Прежде чем формулировать выводы, поразмышляю ещё чуть-чуть о Призраке. Он показывается где хочет и говорит с кем хочет. Зачем же он, способный запросто явиться в покои королевы и побеседовать с принцем, оставаясь невидимым и неслышимым для неё, зачем же в первых сценах он показывается трём мужчинам, которым нельзя приписать поэтическое воображение? Старался ли драматург подчеркнуть неодарённость Гертруды, сопоставляя её с такими персонажами, как Бернардо и Марцелл, которых Призрак игнорирует? Надеюсь, нет. Дух оберегал её от потрясения. А караульных использовал. Одна сцена перед замком понадобилась для экспозиции, другая — стала следствием первой; к тому же она самая эффектная в трагедии.

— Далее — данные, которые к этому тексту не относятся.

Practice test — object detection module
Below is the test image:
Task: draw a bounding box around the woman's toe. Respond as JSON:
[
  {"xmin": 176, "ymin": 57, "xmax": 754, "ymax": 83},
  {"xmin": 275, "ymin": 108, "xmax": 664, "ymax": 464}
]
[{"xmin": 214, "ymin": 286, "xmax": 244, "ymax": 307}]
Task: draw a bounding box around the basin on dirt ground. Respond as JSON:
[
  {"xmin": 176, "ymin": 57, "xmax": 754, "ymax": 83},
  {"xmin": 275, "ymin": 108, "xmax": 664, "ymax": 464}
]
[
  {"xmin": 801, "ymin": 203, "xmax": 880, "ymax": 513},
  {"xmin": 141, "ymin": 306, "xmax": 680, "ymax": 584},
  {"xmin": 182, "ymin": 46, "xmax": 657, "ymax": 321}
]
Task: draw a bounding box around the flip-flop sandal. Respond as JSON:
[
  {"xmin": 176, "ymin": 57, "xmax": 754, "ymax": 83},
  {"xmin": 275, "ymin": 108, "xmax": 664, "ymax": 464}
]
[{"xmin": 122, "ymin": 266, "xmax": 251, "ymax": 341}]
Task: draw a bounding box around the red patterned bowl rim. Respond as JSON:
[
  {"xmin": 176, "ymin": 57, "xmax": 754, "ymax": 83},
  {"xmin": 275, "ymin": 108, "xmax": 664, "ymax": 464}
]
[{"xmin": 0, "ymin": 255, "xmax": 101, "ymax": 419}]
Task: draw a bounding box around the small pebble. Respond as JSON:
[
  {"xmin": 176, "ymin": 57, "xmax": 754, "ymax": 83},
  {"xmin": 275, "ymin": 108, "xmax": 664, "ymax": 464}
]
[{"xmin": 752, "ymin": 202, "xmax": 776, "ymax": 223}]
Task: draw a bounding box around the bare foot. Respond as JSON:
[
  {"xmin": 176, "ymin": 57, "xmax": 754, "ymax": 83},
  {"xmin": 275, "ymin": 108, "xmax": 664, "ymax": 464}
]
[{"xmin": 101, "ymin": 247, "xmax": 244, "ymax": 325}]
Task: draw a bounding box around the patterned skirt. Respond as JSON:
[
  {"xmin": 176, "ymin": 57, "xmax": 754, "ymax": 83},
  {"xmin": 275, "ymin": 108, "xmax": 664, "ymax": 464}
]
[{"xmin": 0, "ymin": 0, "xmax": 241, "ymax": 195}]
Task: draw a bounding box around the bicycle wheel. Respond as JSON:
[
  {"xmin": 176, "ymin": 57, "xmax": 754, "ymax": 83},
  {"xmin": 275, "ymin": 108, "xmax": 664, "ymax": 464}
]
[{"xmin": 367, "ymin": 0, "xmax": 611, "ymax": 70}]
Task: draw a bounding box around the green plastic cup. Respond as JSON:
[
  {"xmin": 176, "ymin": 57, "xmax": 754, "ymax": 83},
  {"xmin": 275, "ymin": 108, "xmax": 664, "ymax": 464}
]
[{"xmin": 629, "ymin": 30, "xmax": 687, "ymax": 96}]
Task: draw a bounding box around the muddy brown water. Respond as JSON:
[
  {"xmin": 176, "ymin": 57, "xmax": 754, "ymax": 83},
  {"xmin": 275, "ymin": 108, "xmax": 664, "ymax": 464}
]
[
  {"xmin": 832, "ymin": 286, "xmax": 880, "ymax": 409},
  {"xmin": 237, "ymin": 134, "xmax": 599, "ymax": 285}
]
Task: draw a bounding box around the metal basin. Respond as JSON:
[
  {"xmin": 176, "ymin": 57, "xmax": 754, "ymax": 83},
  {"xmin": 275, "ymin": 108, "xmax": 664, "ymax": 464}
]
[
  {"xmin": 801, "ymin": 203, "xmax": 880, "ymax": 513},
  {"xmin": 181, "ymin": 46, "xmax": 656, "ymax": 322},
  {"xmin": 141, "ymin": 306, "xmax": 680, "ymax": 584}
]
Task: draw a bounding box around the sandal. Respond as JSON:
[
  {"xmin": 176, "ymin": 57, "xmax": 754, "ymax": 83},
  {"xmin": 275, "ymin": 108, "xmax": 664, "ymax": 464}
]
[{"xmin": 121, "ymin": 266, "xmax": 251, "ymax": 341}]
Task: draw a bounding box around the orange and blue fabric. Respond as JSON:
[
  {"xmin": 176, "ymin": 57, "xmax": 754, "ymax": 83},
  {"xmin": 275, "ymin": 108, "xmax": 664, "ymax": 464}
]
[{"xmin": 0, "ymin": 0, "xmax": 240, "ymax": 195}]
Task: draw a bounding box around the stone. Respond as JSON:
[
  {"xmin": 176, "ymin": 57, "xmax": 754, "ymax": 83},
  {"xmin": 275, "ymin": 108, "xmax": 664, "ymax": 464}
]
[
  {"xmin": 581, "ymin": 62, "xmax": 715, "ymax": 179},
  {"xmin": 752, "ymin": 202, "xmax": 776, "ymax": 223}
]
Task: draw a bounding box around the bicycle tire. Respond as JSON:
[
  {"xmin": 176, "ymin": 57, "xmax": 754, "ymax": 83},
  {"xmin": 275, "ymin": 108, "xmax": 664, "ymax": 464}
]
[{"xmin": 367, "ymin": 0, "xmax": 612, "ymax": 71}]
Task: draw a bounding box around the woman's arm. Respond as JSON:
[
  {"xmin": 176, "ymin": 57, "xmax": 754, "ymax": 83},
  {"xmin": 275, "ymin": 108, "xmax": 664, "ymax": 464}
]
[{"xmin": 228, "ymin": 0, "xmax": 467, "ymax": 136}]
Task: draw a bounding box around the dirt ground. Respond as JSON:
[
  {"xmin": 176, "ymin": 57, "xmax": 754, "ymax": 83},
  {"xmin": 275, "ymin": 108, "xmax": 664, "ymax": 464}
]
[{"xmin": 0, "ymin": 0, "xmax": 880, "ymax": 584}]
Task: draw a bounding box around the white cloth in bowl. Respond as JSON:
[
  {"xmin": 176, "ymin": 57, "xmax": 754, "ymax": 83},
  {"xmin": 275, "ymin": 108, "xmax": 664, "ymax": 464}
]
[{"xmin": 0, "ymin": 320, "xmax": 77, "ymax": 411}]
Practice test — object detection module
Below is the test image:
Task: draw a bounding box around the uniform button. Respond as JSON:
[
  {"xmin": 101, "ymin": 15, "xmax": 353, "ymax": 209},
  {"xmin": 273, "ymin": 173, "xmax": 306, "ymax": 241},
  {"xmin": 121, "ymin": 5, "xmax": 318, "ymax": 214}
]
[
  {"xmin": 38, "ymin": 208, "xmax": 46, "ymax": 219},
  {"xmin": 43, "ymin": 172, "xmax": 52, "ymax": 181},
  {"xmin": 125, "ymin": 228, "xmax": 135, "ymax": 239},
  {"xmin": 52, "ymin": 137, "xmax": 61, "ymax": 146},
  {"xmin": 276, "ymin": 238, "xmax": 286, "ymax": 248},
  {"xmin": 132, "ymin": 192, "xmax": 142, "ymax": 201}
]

Ну вот, теперь выводы. Великий английский бард был последовательным индивидуалистом. Ни гендерные стереотипы, ни идея национальной идеи, ни сословные заморочки не мешали ему быть объективным там, где он говорил от себя. Или здесь уместнее определение «искренним»? Действительно ли он считал Жанну д'Арк ведьмой? Или просто был равнодушен к проблеме и некритично отнёсся к своим источникам — письменным и устным? Я не решаюсь делать выводы конкретно об этом. Что же касается великого итальянца, так заметно повлиявшего на Шекспира и многих других елизаветинцев, то в нём иногда просыпался образованный монах и на время отодвигал даже его гигантскую индивидуальность. Однако монашеской ипостаси поэта-философа Шекспир внимания не уделил, а про ту, которой уделил, я стану подробно говорить позже.